I’ve read all the negative things about Villeneuve’s Dune. I agree with large portions of it. I still love the movie.
I’ve read articles praising Taylor Swift’s ground breaking songs and business savy, and I can envy her while still not changing my opinion of her music.
I can listen to a friend’s praise of gazpacho. I nod, wish I could like it (it sounds so good), but hell, I still hate cold soup.
Okay.
It’s like telling Salvador Dali that his wife has a large nose and her eyes are too close. You think he would have loved her less?
It’s like telling me that John Lennon was a misogynist and a wife beater. That’s not cool, bro. But: I still love I Am The Walrus, Baby You’re a Rich Man and Across the Universe.
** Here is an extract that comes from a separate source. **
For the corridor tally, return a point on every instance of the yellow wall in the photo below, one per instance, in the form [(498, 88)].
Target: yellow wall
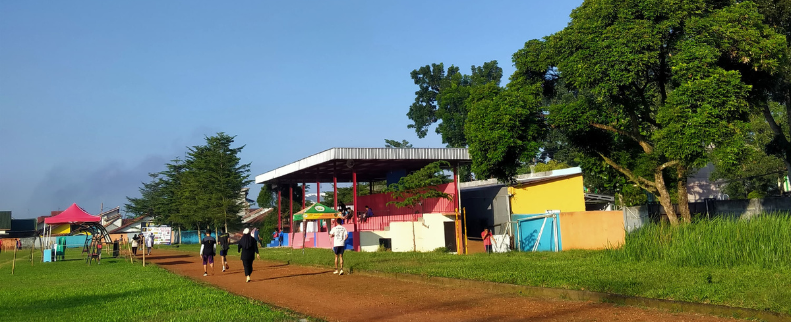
[(566, 195), (62, 229), (591, 229)]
As a female critic pointed out when Mario Batali was felled by the Me Too movement, did this mean that she needed to get rid of Batali’s Pasta alla Puttanesca recipe, which she loved?
Okay.
Some things are very good. Some things are very bad. Some things are a matter of jurisprudence. Others are simply matters of taste.
Read (good) critics with whom you disagree with a pinch of salt. It’ll make what they’re saying a little more palatable.
And remember, you don’t have to eat all of it.